The mousers are one of my favorite robots from my childhood, these little robotic chompers have been on my list to model for a while, I hope you enjoy them as much as I do.
Designed in 1/6th scale,
The Mousers (M.obile O.ffensive U.nderground S.earch E.xcavation & R.etrieval S.entries), are small, bipedal robots designed and built by Baxter Stockman. Which were antagonist of the Teenage Mutant Ninja Turtles in various iterations of the show and comics.
I have included a closed mouth option.
There is now an option for Print-In-Place style Articulated Legs, the Legs print standing with no support. and once the joints are freed allow a range of positions.
I cleaned up and and optimized the closed mouth version to print with more visible lines in the mouth eyes and ears.
This model is based off of the Mondo 1/6th scale collectible toy. and should not be sold or purchased.
https://youtu.be/3vXezQGXHmE Great video detailing a make from "Dream it Model it" check out his amazing channel where he has a lot of great designs and details his full process in videos and provides the end result for free. https://www.thingiverse.com/Dream_it_Model_it/about
There are two leg options, Articulated and Non-Articulated. If you can't get the articulated legs to turn out right on your machine or may prefer a more static model the non-articulated legs are the way to go.
The articulated legs should be printed without support, make sure you do not over-squish your first layer, and your retractions are well tuned or it may fuse parts together. Free the joints by bending (some may take a little bit of force depending).

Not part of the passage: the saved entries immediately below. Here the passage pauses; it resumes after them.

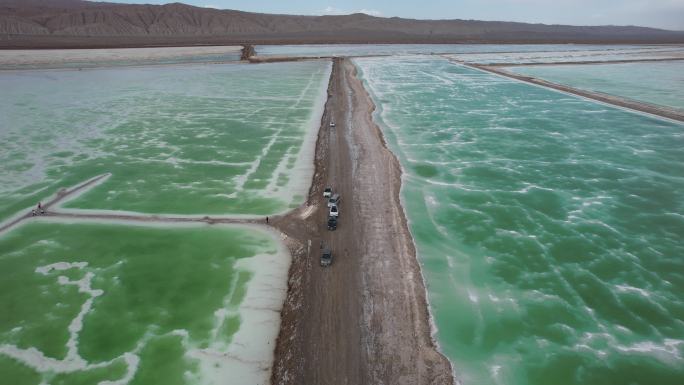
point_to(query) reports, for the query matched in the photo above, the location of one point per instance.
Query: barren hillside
(64, 23)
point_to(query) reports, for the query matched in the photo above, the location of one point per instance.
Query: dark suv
(326, 258)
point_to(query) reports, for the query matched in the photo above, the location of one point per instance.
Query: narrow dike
(365, 319)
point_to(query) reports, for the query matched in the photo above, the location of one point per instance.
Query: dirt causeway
(364, 320)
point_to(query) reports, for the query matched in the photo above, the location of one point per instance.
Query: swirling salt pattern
(549, 227)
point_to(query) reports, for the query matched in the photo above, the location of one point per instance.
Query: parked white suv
(334, 211)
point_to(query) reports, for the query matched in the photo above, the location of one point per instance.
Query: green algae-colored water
(549, 228)
(194, 139)
(662, 83)
(84, 303)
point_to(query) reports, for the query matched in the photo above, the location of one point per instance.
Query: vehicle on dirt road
(334, 212)
(332, 223)
(334, 200)
(326, 257)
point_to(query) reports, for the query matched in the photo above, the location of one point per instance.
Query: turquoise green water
(656, 83)
(549, 228)
(84, 303)
(186, 140)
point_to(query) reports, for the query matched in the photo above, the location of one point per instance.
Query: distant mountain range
(76, 23)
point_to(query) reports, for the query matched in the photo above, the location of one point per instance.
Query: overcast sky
(667, 14)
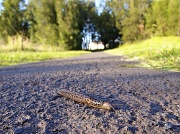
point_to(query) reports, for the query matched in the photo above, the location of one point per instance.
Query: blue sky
(99, 4)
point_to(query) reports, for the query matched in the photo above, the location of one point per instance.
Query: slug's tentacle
(85, 99)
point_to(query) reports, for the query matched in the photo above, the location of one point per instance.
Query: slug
(80, 98)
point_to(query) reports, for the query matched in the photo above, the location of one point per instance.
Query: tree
(12, 19)
(130, 18)
(173, 13)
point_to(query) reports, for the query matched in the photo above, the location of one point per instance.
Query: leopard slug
(85, 99)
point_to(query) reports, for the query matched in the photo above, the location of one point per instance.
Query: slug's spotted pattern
(85, 99)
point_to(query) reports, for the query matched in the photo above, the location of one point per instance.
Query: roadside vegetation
(157, 52)
(12, 55)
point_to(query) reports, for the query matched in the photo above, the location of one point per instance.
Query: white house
(93, 46)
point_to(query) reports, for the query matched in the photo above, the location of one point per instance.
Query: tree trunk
(22, 45)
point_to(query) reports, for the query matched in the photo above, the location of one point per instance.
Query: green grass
(13, 58)
(18, 57)
(157, 52)
(12, 54)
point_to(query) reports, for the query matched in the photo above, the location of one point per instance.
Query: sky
(99, 4)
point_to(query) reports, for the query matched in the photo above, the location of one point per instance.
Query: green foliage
(158, 52)
(17, 57)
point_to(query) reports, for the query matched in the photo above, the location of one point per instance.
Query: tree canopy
(61, 22)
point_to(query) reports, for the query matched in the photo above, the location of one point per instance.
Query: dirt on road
(145, 100)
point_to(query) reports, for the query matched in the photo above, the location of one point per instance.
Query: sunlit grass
(157, 52)
(12, 58)
(12, 54)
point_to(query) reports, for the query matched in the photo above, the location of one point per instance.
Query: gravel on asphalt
(145, 100)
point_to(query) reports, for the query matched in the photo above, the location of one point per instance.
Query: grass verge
(8, 58)
(157, 52)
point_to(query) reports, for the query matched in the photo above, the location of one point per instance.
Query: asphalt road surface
(145, 100)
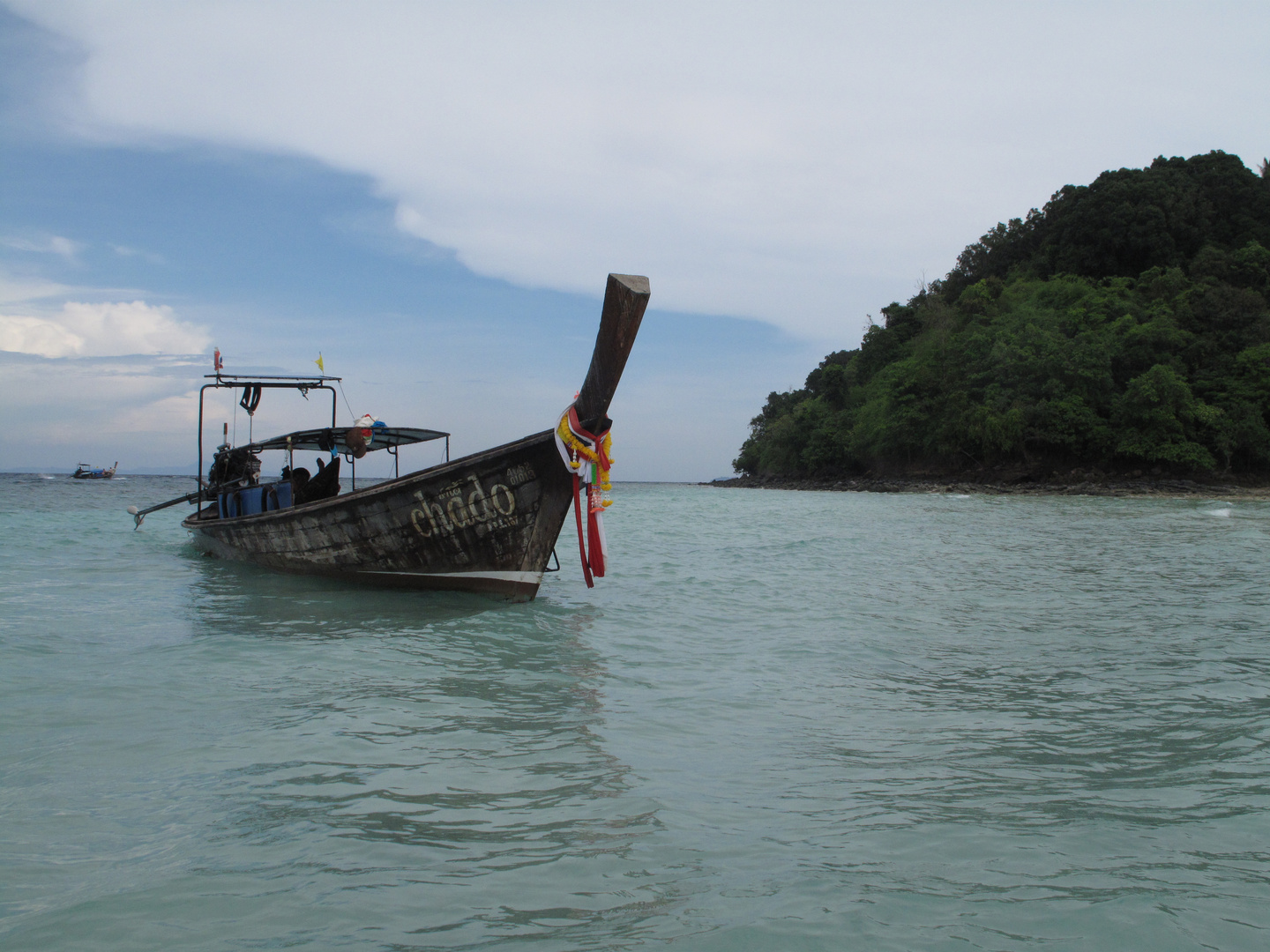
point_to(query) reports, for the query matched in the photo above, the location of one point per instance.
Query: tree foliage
(1123, 325)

I tested these legs a lot to try to get them right for the average user, having printed these across 4 very different printers (Trinus, MatterMod T, Folgerteh FT5 and RepRap I3) to verify that things would work right for everyone (hopefully). The clearance is somewhat in the mid-range (not supper tight) so The more precise your printer the smoother the joints will work, I did this with PLA and at .2mm height as I consider that common practices for most users but I welcome more feedback of different machines and settings. So please comment and post your results.
The rest of the models are designed to print with support "touching build plate" and do not need "support everywhere" Depending on your printer and cooling of course.
Files "should" load pre-oriented for best results with strong pegs, minimal support and rough areas hidden on back side, however depending on your slicer, some programs may rotate the files by swapping z and y so look at the examples above in "thing view" to get an idea of how best to position them on your print bed
The thigh pegs are meant to be a snug but secure fit, I have tried on a few printers now and things friction fit well without spending any time sanding pegs after removing support (designed with about .4 mm clearance) if you have trouble getting things to fit you can scale up the body a little to improve the fit.
Scanned using the Einscan SP, then altered, enhanced, and optimized in Meshmixer, and Tinkedcad
I can not take full credit for this design as it is heavily based off of the beautiful Mondo Figure, if you want to skip the print and own a high quality Mouser buy the Mondo figure.